Im heutigen Sportausschuss wurde erneut über den geplanten Interimsbau für das Fribbe-Freibad während der Bauphase des Ersatzneubaus Spickelbad beraten. Bereits Mitte Juli hatte der Bauausschuss mehrheitlich für die entsprechende Vorlage gestimmt. Die Stadtratsfraktion von BÜNDNIS 90/DIE GRÜNEN hat diese in beiden Gremien abgelehnt. Knapp zwei Millionen Euro sollen dafür ausgegeben werden, das kleine Becken mit Rutsche während der rund dreijährigen Bauzeit weiterzubetreiben. Aus Sicht der Fraktion steht dieser finanzielle Aufwand in keinem angemessenen Verhältnis zum Nutzen. Die Kosten für den Interimsbau sollen im kommenden Doppelhaushalt nun angemeldet werden.
Peter Rauscher, Vorsitzender der Grünen Stadtratsfraktion: „Ein einziges kleines Becken mit Rutsche für rund drei Jahre mit riesigem Aufwand weiterzubetreiben, obwohl mit dem reaktivierten Kaufbachnebenbecken eine attraktive Alternative entsteht, ist finanziell schwer zu rechtfertigen. Hier sollen mindestens zwei Millionen Euro in ein Provisorium fließen, das es aus unserer Sicht gar nicht braucht. Und selbst diese Summe ist äußerst knapp kalkuliert – ob sie am Ende überhaupt ausreicht, ist völlig offen. Wir haben den dringend notwendigen Ersatzneubau in vergleichsweise kurzer Zeit und zu vertretbaren Kosten auf den Weg gebracht. Anstatt jetzt Millionen in eine unnötige Zwischenlösung zu stecken, muss die Stadt alle Kraft darauf richten, den Neubau zügig und ohne weitere Umwege umzusetzen. Bei Augsburgs sanierungsbedürftiger Bäderlandschaft dürfen immer neue Wünsche das Projekt weder verzögern noch zusätzlich verteuern.“
Zusätzlich sieht die Grüne Stadtratsfraktion erhebliche Risiken durch die geplante nachträgliche Umplanung des Spickelbads – insbesondere durch die Aufnahme eines Sprungturms.
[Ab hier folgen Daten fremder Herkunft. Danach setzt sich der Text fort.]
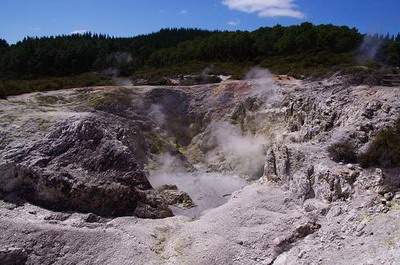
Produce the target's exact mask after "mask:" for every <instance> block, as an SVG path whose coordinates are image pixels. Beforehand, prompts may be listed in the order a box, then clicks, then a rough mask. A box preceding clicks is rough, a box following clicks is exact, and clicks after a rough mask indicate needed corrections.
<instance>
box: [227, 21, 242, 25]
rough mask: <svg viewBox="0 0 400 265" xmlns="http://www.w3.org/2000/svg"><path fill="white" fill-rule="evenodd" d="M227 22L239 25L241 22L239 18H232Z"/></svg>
mask: <svg viewBox="0 0 400 265" xmlns="http://www.w3.org/2000/svg"><path fill="white" fill-rule="evenodd" d="M227 24H228V25H229V26H237V25H239V24H240V20H238V19H235V20H230V21H228V22H227Z"/></svg>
Maren Dörr, bau- und sportpolitische Sprecherin der Grünen Stadtratsfraktion: „Das neue Spickelbad ist das Ergebnis eines umfangreichen Beteiligungsprozesses. Hunderte Menschen haben am Raumprogramm mitgearbeitet. Ihre Arbeit jetzt einfach beiseitezuschieben, wäre politische Arroganz. Zudem sah der Planungswettbewerb keinen Sprungturm vor. Durch den Sprungbetrieb würden dauerhaft zwei Schwimmbahnen blockiert. Damit wäre ein erheblicher Teil der angekündigten 25 Prozent zusätzlichen Wasserfläche für den regulären Schwimmbetrieb praktisch wieder verloren. Gleichzeitig droht, dass auch das bereits vermiedene Parkhaus wieder auf den Tisch kommt und sich der Neubau auf den Sankt-Nimmerleins-Tag verschiebt.“
Die Fraktion fordert deshalb einen transparenten Bericht zu den Auswirkungen der Umplanung auf Baukosten, Zeitplan, FAG-Förderung, nutzbare Wasserfläche und Vergaberecht. Der Ersatzneubau des Spickelbads soll nach bisheriger Planung Ende 2027 beginnen und bis 2030 abgeschlossen werden. Für die GRÜNEN hat die verlässliche und zügige Umsetzung des Neubaus höchste Priorität.